As the cause of these illnesses are viral infections for which there are currently no specific anti-viral medications, the only treatment that we have to offer is symptomatic. Fever is treated as noted above in the section on Management of Fever. Nasal congestion and post-nasal drip may be helped by having the child sleep in a semi-upright position on pillows for older children or in an infant carrier or car seat for younger ones; cleaning out the nose with the bulb syringe and OTC normal saline nose drops ( Ayr, Nasal, Ocean, Little Noses). There is a myriad of OTC and prescription “Cold/Cough/Allergy” medications such as Dimetapp, Pediacare and Triaminic which are combinations of antihistamines and decongestants. When cough is mentioned on the label, it often means that the preparation also contains dextromethorphone, a non-narcotic cough suppressant. This whole category of medicine is of very questionable efficacy. While an occasional dose at bedtime or in the middle of the night may provide a little relief of nasal obstruction and cough, it is not true that their regular use three to four times/day will shorten an illness. It is also true that they may cause excessive drowsiness, moodiness and irritability. The reason there are so many varieties on sale at the pharmacy is that none of them work very well and human nature keeps us hoping that a newer brand will get us the sleep we want so much!

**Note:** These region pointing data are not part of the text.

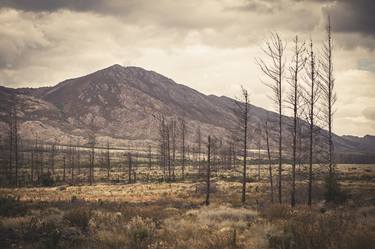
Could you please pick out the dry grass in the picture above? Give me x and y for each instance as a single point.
(172, 215)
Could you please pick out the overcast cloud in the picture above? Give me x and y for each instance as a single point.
(208, 45)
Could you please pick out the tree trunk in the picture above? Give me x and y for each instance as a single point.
(208, 171)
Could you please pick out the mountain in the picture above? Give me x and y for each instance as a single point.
(119, 104)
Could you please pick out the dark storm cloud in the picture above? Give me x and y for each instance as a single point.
(369, 113)
(350, 15)
(54, 5)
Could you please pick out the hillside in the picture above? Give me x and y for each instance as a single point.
(119, 103)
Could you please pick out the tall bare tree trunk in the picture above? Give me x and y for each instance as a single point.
(312, 97)
(208, 174)
(108, 162)
(129, 168)
(269, 161)
(329, 95)
(183, 131)
(274, 70)
(297, 65)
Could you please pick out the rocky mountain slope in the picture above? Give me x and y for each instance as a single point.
(119, 103)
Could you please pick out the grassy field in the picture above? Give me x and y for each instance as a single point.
(172, 215)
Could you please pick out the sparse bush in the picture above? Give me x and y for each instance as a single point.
(11, 206)
(141, 233)
(278, 211)
(79, 217)
(309, 229)
(333, 192)
(47, 180)
(53, 235)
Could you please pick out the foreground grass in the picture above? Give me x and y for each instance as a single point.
(172, 215)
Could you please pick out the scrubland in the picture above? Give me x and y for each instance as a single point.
(173, 215)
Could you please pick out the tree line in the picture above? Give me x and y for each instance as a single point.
(302, 85)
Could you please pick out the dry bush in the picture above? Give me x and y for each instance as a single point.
(11, 206)
(79, 217)
(308, 229)
(140, 233)
(277, 211)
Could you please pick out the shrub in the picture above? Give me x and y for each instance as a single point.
(10, 206)
(333, 192)
(278, 211)
(79, 217)
(53, 235)
(47, 180)
(141, 233)
(308, 229)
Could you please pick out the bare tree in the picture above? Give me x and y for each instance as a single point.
(199, 151)
(173, 134)
(329, 99)
(64, 166)
(297, 64)
(311, 97)
(108, 157)
(208, 174)
(274, 70)
(242, 113)
(129, 168)
(269, 161)
(183, 146)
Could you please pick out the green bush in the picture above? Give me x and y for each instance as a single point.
(10, 206)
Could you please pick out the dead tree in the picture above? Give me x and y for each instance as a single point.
(208, 174)
(168, 137)
(329, 98)
(274, 71)
(92, 142)
(64, 166)
(78, 157)
(269, 161)
(311, 98)
(183, 146)
(297, 64)
(52, 157)
(149, 162)
(199, 148)
(129, 168)
(160, 119)
(13, 140)
(108, 162)
(173, 134)
(242, 113)
(71, 160)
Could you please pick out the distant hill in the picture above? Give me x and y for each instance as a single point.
(118, 104)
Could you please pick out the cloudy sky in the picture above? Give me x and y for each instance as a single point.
(209, 45)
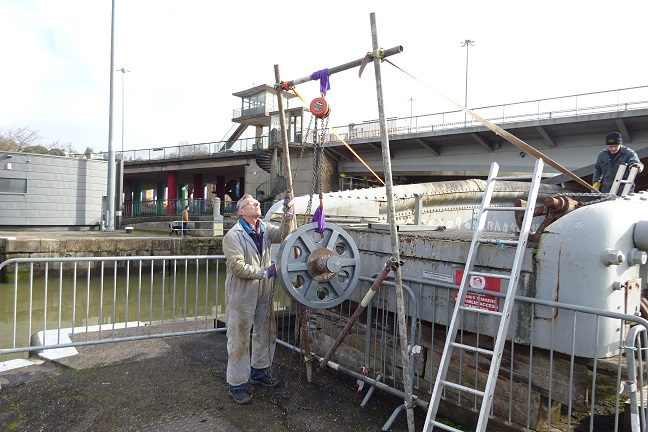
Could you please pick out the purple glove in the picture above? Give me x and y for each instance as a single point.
(289, 211)
(270, 271)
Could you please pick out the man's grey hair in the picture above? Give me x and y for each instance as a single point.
(239, 203)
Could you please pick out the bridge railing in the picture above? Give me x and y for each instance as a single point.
(174, 207)
(625, 99)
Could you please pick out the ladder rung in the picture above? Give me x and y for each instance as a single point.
(498, 242)
(482, 311)
(444, 426)
(472, 348)
(463, 388)
(495, 275)
(491, 208)
(513, 178)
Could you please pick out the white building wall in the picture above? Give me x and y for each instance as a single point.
(61, 191)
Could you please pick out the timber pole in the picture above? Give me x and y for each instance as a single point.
(400, 302)
(301, 309)
(346, 66)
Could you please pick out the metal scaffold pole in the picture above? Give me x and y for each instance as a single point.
(301, 309)
(400, 303)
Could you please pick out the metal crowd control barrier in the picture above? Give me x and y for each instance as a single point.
(68, 302)
(75, 301)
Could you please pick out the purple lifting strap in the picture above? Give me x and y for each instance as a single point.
(318, 217)
(322, 75)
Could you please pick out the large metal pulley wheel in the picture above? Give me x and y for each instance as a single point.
(318, 270)
(320, 108)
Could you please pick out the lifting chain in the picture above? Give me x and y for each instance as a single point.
(318, 157)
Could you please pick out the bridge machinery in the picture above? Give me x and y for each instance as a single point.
(590, 254)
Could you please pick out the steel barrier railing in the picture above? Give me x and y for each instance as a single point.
(53, 303)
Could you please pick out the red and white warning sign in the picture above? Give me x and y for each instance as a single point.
(476, 300)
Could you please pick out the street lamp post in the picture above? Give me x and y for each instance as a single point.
(467, 43)
(123, 71)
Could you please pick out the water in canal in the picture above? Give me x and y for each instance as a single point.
(56, 300)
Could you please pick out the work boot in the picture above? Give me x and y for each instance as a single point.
(265, 381)
(240, 396)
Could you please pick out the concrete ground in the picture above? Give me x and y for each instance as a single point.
(178, 383)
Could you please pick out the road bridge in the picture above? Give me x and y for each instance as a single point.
(440, 146)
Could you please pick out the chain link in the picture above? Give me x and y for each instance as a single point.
(602, 197)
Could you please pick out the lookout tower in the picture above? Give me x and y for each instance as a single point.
(259, 108)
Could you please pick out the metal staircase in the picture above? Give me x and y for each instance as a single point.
(462, 309)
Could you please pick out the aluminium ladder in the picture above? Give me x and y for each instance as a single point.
(504, 316)
(618, 180)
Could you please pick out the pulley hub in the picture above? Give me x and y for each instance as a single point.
(318, 270)
(320, 108)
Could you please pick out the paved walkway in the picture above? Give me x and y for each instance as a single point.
(178, 383)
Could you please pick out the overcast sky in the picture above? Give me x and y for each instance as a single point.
(187, 57)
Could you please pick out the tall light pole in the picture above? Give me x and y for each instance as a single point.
(411, 101)
(467, 43)
(110, 195)
(123, 71)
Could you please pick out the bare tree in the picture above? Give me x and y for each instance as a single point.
(25, 139)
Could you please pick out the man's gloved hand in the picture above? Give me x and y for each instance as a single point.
(270, 271)
(638, 166)
(289, 210)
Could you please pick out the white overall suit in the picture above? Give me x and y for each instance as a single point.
(248, 301)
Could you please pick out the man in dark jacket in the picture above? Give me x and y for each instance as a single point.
(609, 160)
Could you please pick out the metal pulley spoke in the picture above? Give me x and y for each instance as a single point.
(318, 270)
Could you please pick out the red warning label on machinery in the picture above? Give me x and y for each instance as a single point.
(476, 300)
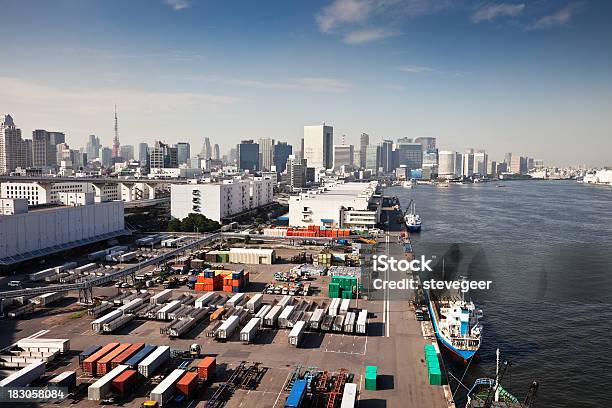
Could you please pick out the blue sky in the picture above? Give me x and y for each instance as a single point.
(531, 77)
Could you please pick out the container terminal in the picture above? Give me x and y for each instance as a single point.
(277, 320)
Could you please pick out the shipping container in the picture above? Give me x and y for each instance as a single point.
(297, 394)
(161, 297)
(125, 355)
(164, 391)
(25, 376)
(206, 368)
(188, 384)
(254, 303)
(103, 365)
(88, 352)
(362, 321)
(98, 390)
(148, 366)
(271, 318)
(66, 379)
(349, 396)
(96, 325)
(90, 363)
(228, 327)
(249, 332)
(125, 382)
(133, 361)
(296, 333)
(37, 344)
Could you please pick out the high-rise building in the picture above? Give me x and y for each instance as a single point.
(372, 158)
(343, 156)
(183, 150)
(11, 145)
(126, 152)
(318, 146)
(44, 149)
(481, 163)
(92, 147)
(282, 151)
(266, 153)
(206, 152)
(386, 156)
(143, 153)
(248, 155)
(427, 143)
(364, 142)
(296, 172)
(468, 163)
(446, 164)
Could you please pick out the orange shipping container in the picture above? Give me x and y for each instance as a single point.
(104, 364)
(89, 364)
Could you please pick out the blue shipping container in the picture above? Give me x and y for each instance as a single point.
(138, 357)
(296, 396)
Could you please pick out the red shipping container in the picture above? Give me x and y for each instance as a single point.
(126, 354)
(104, 364)
(125, 381)
(89, 364)
(206, 368)
(188, 383)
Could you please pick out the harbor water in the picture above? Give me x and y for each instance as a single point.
(547, 247)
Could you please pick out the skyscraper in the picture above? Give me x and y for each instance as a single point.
(318, 146)
(183, 152)
(266, 152)
(11, 145)
(364, 142)
(206, 152)
(248, 155)
(282, 151)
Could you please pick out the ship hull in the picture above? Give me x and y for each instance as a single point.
(465, 355)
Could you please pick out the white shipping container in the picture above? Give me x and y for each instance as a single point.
(254, 303)
(159, 356)
(24, 376)
(349, 396)
(98, 390)
(248, 333)
(296, 333)
(164, 391)
(362, 321)
(226, 330)
(272, 316)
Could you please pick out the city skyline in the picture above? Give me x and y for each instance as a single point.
(531, 78)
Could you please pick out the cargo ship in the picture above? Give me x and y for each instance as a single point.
(456, 323)
(413, 220)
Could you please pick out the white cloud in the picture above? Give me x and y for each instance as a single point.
(41, 97)
(178, 4)
(492, 11)
(368, 35)
(415, 69)
(559, 18)
(311, 84)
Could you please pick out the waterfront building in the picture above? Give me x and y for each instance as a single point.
(318, 146)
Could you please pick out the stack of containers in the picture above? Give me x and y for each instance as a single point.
(206, 368)
(371, 376)
(433, 365)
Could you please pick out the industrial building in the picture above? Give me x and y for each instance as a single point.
(218, 201)
(35, 232)
(341, 205)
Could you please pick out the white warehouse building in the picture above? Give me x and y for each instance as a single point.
(339, 205)
(31, 233)
(218, 201)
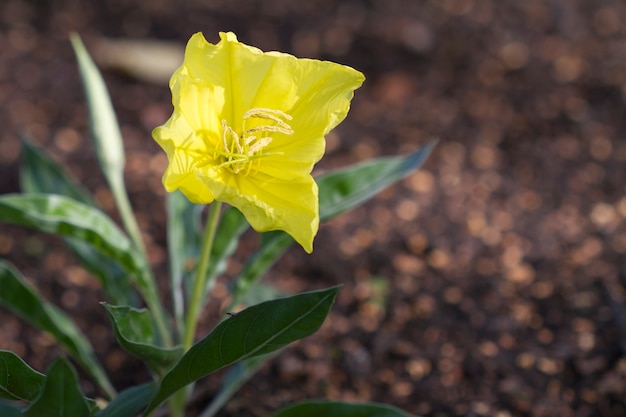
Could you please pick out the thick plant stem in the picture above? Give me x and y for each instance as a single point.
(197, 296)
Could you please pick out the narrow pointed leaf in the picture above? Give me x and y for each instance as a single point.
(18, 381)
(255, 331)
(135, 333)
(273, 246)
(234, 379)
(130, 402)
(183, 244)
(69, 218)
(340, 409)
(21, 299)
(348, 188)
(61, 395)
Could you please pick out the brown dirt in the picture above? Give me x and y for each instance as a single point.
(504, 256)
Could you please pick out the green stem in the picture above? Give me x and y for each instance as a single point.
(199, 287)
(126, 213)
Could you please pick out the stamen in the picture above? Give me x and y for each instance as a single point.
(241, 150)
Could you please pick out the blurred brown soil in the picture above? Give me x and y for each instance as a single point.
(504, 257)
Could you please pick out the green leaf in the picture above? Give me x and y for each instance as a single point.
(135, 333)
(22, 300)
(130, 402)
(18, 381)
(105, 129)
(7, 410)
(340, 409)
(61, 395)
(40, 174)
(339, 191)
(69, 218)
(236, 376)
(255, 331)
(348, 188)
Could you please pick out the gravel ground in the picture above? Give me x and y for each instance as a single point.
(490, 283)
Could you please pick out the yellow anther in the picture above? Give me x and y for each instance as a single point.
(241, 150)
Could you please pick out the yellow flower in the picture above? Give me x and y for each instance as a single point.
(248, 127)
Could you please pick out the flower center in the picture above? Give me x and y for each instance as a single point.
(241, 150)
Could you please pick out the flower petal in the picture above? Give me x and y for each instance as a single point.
(289, 206)
(248, 127)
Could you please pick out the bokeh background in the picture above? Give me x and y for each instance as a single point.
(490, 283)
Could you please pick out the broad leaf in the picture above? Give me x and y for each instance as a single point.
(135, 333)
(25, 302)
(183, 244)
(7, 410)
(18, 381)
(40, 174)
(69, 218)
(61, 395)
(234, 379)
(339, 191)
(232, 225)
(255, 331)
(340, 409)
(130, 402)
(113, 278)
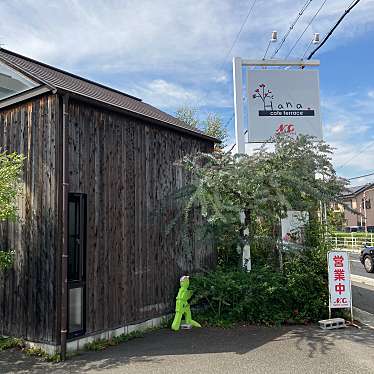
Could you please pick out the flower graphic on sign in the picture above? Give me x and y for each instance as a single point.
(265, 95)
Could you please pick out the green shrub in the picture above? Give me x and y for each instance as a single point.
(265, 296)
(101, 344)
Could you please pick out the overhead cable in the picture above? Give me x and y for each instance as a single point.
(306, 28)
(301, 12)
(353, 4)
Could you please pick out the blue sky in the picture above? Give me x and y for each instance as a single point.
(171, 53)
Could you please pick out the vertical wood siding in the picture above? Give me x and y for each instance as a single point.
(134, 258)
(28, 291)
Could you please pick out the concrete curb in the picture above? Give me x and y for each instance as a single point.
(363, 280)
(364, 317)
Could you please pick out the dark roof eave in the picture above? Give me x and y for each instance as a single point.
(119, 109)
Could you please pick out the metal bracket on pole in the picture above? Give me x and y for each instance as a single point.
(280, 62)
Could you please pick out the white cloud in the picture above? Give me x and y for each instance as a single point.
(163, 94)
(190, 37)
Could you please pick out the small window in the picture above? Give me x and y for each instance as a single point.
(76, 263)
(12, 82)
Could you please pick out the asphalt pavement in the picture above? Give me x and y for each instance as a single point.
(362, 287)
(247, 349)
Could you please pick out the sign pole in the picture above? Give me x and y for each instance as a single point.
(328, 271)
(238, 104)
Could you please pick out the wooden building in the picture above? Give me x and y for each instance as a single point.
(98, 242)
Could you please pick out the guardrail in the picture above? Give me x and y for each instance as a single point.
(351, 242)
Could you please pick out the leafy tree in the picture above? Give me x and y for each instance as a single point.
(264, 185)
(212, 125)
(188, 115)
(10, 175)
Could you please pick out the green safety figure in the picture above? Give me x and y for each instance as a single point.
(182, 307)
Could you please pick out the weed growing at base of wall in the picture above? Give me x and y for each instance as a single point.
(101, 344)
(8, 343)
(299, 294)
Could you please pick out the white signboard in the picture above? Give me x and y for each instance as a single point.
(281, 101)
(339, 280)
(292, 226)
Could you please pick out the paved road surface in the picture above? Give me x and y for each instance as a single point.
(362, 294)
(255, 350)
(357, 268)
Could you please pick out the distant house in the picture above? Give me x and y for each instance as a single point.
(98, 246)
(361, 213)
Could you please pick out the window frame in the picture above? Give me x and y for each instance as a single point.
(81, 200)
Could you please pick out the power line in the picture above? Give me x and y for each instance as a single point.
(301, 12)
(353, 4)
(360, 176)
(306, 28)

THESE MEDICINES HAVE BEEN BANNED BY THE FDA FOR CHILDREN < 2 YEARS OF AGE. THE ACADEMY OF PEDIATRICS STRONGLY RECCOMENDS AGAINST THE USE OF THESE PRODUCTS IN PATENTS < 6 YEARS OF AGE. SIDE EFFECTS FROM THESE MEDICATIONS RESULT IN 1000's OF ER VISITS AND 100's OF DEATHS/YEAR!
THE ACADEMY OF PEDIATRICS STRONGLY RECCOMENDS AGAINST THE USE OF COUGH SUPPRESSANTS SUCH AS DEXTROMETHORPHONE (DELSYM) AND CODEINE FOR NIGHTIME COUGH CONTROL IN CHILDREN. THESE PRODUCTS ARE OF QUESTIONABLE EFFICACY AND CAN CAUSE UNPREDICTABLE RESPIRATORY DEPRESSION LEADING TO DEATH WHEN GIVEN IN AMOUNTS THAT EXCEED RECOMMENDED DOSAGES.
ORAL OR NASAL SPRAY DECONGESTANTS ARE NO MORE EFFECTIVE THAN PLACEBO IN THE RELIEF OF COLD SYMPTOMS AND ARE CAPABLE OF CAUSING SERIOUS SIDE EFFECTS INCLUDING DEATH. THEY ARE NOT RECOMMENDED FOR CHILDREN UNDER 12 YEARS OF AGE.
Other products promoted for the relief of cold symptoms that are of unproven efficacy include: Guafenisin (Mucinex), Echinacea, Ipatropium Bromide Nasal Spray, Zinc and the use of vaporizers.
Remedies that may provide some relief of cold symptoms and that are considered safe include oral honey (in children older than 1 year of age), vapor rub applied to the chest (in children older than 2 years) and gentle nasal cleansing with OTC normal saline nose drops.
Signs and symptoms with a “cold” that would suggest the need for an office visit include: significant fever beyond 48 hours; severe irritability; poor fluid intake; severe cough consistently interfering with sleep and/or causing vomiting; elevated respiratory rate and persistence of troublesome respiratory symptoms continuously beyond ten days.